第85話絶対に嫌です

 




 言葉を発した刹那、突如剣が光り輝く。閃光を放つ剣の形が長剣から細剣レイピアに変化した。


「……」


 よく分からないが、十中八九パワーアップだろう。だが関係ない、力で押し通す。

 俺は地面を強く踏み締め、奴に向かって突進した。


「ハァァ!」

「近づくな、下郎」

「がっ!?」


 ヘルヴェールが連続で刺突した刹那、光る弾丸のようなモノが光速で飛来してくる。

 反応が遅れてしまい、俺は躱すことが出来ずに直撃してしまった。


 さらに奴は、間髪入れず同じ攻撃を繰り出してくる。回避するのが精一杯で、中々間合いに近づけない。

 ……クソったれ、なんて速い攻撃だ。

 スキル解放した俺の移動速度より速いなんて冗談じゃねえぞ。


 こうなったら、こちらも遠距離攻撃で対応してやる。

 俺は大地を蹴り上げ、大きく跳躍した。空気を喰らい、エネルギーを充填する。


狼王ウルフェン咆哮ハウル!!」

「――!?」


 貯めたエネルギーを、ヘルヴェールが立つ真下に解き放った。


 唸りを上げる衝撃波が轟音と共に地面に降り立つ。地面が割れ、砂煙が宙を舞った。

 直撃していればダメージは大きいが、ヘルヴェールはその場にいなかった。


「どこを見ている」

「ぐぉ!?」


 奴の声が鼓膜を震わした途端、背中に斬撃を浴びせられる。すぐに奴の気配を追うが、ヘルヴェールの動きが早過ぎて捉え切れない。

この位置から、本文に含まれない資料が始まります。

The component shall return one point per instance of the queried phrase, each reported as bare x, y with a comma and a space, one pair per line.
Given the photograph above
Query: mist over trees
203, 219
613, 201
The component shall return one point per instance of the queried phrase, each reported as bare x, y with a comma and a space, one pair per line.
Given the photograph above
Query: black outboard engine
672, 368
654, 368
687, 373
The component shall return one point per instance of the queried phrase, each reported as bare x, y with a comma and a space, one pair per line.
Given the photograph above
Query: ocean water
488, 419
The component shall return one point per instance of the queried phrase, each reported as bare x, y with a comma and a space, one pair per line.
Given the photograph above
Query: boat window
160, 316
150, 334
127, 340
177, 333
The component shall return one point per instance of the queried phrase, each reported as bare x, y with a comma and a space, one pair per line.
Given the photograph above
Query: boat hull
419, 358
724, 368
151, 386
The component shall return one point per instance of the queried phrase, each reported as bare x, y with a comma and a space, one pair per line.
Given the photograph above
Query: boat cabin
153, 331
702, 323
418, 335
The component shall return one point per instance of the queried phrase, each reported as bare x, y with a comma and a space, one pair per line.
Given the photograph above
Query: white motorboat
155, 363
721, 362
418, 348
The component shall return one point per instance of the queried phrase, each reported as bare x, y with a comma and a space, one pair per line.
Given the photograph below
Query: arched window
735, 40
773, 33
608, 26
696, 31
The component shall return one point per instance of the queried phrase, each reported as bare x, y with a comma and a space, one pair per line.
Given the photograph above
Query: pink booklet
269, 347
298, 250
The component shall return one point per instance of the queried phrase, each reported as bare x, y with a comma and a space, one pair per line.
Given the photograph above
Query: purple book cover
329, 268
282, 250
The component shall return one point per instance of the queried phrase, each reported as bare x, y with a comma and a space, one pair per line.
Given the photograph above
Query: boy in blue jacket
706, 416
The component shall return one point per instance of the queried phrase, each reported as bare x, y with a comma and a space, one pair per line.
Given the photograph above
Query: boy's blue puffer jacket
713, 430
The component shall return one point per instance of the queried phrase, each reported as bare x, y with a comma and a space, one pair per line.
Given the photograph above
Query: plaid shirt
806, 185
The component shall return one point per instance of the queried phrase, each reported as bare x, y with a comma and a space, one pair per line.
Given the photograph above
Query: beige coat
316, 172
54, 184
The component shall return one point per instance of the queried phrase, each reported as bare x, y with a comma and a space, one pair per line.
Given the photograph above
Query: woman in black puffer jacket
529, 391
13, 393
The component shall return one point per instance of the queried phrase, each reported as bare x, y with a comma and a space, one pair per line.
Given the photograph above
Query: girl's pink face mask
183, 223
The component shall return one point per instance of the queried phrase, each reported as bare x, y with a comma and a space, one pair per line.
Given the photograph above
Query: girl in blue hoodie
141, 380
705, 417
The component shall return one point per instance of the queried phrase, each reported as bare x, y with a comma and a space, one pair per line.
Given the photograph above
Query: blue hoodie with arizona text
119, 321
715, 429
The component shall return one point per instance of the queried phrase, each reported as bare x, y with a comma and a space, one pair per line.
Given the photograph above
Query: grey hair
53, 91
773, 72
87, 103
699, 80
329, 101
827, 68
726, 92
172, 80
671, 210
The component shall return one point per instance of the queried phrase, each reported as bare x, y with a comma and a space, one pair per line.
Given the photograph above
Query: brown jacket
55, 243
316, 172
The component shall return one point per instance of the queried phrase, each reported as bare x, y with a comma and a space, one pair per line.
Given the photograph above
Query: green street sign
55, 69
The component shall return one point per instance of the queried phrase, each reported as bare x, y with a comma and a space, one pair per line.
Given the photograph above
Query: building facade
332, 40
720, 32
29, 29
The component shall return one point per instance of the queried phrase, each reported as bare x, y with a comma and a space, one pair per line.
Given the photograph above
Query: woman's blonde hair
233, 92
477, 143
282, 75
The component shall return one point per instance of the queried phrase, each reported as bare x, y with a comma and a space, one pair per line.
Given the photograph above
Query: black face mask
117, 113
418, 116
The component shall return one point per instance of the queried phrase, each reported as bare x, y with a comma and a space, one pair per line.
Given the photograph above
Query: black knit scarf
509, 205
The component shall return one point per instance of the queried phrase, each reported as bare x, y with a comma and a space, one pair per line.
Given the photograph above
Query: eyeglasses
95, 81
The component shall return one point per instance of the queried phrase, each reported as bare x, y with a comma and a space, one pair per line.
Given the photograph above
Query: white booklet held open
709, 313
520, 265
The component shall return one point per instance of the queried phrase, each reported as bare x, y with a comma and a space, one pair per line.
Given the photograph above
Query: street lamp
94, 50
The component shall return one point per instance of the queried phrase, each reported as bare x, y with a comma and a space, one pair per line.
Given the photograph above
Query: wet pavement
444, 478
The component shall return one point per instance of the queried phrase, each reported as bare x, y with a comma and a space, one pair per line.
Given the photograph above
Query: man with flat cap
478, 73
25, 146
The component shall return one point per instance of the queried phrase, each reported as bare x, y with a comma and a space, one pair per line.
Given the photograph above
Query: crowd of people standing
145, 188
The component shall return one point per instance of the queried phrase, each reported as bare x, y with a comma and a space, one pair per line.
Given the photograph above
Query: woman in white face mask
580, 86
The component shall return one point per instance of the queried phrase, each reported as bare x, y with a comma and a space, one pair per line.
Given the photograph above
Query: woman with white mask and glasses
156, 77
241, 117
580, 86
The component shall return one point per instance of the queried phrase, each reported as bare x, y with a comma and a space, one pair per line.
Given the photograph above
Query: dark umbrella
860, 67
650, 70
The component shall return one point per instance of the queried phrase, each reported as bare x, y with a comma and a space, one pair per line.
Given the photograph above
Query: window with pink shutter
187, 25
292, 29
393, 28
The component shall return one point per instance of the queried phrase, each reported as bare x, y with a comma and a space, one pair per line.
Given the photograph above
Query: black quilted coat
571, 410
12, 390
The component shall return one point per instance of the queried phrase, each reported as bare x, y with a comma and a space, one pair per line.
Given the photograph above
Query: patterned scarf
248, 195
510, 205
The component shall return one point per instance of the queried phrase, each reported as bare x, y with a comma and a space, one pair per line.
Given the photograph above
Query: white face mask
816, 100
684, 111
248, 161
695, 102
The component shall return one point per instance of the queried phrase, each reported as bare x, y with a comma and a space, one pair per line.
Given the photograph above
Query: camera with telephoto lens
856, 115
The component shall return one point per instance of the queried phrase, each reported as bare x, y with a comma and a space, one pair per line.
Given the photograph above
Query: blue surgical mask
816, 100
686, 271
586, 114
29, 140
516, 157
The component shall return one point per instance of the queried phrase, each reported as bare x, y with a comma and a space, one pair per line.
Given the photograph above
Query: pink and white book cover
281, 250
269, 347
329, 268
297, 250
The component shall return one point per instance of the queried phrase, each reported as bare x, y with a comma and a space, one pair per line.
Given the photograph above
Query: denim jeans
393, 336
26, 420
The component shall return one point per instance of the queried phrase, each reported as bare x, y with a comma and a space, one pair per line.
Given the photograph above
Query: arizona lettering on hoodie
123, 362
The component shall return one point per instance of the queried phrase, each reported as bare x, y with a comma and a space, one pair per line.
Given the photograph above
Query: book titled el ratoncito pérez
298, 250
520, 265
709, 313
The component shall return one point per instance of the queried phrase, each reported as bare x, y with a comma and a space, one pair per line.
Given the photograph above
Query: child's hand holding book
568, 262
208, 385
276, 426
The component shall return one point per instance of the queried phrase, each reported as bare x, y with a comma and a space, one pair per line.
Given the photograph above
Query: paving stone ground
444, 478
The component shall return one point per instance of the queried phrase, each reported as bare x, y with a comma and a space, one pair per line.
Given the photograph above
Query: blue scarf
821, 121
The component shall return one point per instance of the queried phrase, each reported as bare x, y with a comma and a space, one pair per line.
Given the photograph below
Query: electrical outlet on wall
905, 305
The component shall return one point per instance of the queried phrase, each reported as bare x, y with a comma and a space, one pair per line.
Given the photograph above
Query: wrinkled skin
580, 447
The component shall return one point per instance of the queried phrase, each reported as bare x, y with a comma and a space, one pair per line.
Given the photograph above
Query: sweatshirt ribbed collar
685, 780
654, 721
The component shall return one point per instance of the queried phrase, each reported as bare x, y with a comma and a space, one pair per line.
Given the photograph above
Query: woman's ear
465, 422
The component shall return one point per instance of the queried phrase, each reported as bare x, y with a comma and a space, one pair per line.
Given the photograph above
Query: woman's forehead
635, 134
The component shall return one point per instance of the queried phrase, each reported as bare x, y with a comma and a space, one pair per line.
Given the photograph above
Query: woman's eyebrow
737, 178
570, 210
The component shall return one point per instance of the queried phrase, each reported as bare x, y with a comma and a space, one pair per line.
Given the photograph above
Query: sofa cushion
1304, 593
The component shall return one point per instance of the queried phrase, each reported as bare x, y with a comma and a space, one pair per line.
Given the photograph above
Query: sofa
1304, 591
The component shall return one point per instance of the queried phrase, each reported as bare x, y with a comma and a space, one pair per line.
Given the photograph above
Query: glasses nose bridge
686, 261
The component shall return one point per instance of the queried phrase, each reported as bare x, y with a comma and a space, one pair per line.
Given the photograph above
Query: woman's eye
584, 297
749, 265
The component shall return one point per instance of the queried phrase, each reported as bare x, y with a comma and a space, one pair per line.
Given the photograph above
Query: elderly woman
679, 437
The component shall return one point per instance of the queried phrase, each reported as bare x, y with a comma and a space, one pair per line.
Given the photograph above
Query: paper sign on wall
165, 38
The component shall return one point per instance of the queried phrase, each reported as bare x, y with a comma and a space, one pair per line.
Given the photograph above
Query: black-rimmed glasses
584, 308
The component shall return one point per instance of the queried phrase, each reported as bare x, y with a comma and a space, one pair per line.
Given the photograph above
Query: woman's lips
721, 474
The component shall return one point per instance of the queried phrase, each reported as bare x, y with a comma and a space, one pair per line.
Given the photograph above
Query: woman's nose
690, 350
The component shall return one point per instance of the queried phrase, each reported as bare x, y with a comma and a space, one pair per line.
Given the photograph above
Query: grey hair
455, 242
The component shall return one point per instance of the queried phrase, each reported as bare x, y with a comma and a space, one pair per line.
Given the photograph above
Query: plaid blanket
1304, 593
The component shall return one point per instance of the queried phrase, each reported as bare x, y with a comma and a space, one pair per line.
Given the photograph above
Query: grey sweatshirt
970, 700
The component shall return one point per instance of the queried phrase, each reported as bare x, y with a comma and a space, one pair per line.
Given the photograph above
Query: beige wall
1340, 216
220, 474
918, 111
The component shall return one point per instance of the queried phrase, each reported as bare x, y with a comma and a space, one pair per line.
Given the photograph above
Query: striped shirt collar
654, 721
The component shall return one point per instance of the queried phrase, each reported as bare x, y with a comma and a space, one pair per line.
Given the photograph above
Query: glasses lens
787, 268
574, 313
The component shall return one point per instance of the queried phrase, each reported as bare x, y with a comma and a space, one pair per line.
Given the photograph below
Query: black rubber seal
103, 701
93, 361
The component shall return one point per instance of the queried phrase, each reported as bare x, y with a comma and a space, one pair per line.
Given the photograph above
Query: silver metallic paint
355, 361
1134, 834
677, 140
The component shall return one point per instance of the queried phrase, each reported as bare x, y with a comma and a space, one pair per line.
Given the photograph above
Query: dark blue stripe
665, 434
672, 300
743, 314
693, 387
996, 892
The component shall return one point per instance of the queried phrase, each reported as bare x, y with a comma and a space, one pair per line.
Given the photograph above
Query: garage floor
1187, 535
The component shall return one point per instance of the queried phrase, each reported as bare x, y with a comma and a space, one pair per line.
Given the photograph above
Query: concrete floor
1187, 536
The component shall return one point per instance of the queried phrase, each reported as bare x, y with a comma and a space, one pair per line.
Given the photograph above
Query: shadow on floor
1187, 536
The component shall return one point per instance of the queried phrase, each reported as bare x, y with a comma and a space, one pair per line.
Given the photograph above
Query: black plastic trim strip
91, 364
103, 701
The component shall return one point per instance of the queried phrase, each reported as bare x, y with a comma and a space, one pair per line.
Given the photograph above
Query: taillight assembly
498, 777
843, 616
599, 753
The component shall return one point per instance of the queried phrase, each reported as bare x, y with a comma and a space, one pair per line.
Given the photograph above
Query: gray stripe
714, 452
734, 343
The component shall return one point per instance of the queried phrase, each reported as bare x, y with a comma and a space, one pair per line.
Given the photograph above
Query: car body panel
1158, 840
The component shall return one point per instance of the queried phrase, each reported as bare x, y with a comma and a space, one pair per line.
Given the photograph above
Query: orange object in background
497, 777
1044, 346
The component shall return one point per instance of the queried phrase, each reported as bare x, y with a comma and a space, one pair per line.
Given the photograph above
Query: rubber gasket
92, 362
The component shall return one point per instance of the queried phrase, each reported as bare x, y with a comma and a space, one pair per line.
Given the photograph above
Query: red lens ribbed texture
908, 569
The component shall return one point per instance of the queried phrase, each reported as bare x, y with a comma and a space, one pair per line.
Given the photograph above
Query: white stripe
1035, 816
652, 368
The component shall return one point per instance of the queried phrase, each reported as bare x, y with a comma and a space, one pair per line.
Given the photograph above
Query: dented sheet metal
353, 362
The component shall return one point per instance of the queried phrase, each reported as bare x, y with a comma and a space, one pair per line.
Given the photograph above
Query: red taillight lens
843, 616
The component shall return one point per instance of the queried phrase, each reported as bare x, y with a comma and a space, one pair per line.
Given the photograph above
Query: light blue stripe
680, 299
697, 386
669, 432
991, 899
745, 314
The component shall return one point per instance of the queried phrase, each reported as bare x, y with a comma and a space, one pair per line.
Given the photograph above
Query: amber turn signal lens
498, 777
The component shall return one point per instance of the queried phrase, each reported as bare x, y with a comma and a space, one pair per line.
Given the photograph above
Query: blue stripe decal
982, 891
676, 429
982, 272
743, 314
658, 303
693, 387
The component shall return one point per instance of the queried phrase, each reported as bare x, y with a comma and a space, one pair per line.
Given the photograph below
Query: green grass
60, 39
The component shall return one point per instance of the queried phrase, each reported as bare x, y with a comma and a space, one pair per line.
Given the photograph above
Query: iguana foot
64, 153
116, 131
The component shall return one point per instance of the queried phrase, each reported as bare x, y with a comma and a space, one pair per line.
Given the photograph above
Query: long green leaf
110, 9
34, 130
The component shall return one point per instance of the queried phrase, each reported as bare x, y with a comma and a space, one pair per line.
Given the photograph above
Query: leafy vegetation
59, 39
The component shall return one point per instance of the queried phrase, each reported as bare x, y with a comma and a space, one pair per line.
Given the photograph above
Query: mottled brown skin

 というかあの野郎、空中を移動してるぞ。どうなってやがる!?


「ぁ、ぁぁぁぁああああッ!!」


 空中でヘルヴェールの斬撃が絶え間なく襲いかかる。反撃が難しい状況だったので、俺は身体を丸くし、黒スライムで全身を覆って耐えることにした。


「小賢しい……シャインブレイク!!」

「あが……ッ!」


 全身が眩い光に包まれたヘルヴェールが、真っ直ぐ俺に飛んで来る。凄まじい威力の刺突が俺の中心に打ち込まれ、防御壁を貫通させられてしまった。

 衝撃と共に俺は吹っ飛ばされ、地面に激突する。


「ぐっ……おっ……」

「力尽きたか」


 打ちのめされた肉体が悲鳴を上げ、解放したスキルも強制的に解除されてしまった。解除時間が早い……やはり昨日のダメージが残っていたか。


 ……ヤバいぞ、これ。

 あの野郎、冗談じゃないレベルで強い。今まで戦ってきた、誰よりも。

 加えて俺の身体は、満足に動くこともままならない。

 どうする……どうしたらこの状況を打開出来るんだ。このままじゃ本当に殺されちまうぞ!!


「悪魔め、王国の塵となれ」

「――!?」


 ヘルヴェールが構え、トドメを刺すべく俺に接近した――その時。


「サンクチュアリ!」

「「――!?」」


 ヘルヴェールのレイピアが俺を刺し貫く寸前、目の前に光の壁が現れた。己の一撃を阻まれ驚愕するヘルヴェール。それは俺も同じで……。


 この光の壁、まさか委員長のスキルか?

 そう判断した俺が委員長がいる方向に顔を向けると、


「何でこんな酷いことするんですか!?影山君が何かしたっていうですか!?」

「これから起こすのだ。だから今始末しなければならない」

「そんな……そんなの分からないじゃないですか!!」

「私には分かる」


 大声で訴える委員長だが、彼女の言葉は騎士の男には届かない。

 ふざけんなよサイコ野郎が。テメェの自己満で殺されてたまるかよ。


「この障壁は貴様の仕業だな?今すぐ解け、解除しなければ貴様も斬る。女とて容赦はせんぞ」

「絶対に嫌です」

「……そうか、ならば仕方ない」


 短くため息を吐いたヘルヴェールは、レイピアの先端を委員長に向ける。


 おい、待て……何しようとしてやがるッ!

 奴が次に行う最悪な行動を想像した俺は、慌てて絶叫する。


「待ちやがれ!委員長は何も関係ないだろ!!」

「私の正義の邪魔をした。ならば消すまでだ」

「――ッ!?」


 やめろ、やめてくれッ。




「やめろぉぉぉおおおおおおおおおおおおおおおおおおおおおお!!」




 ヘルヴェールの姿が光と共に消える。



 ――刹那、



「――ぁ」



 委員長の身体から、鮮血が飛び散っていた。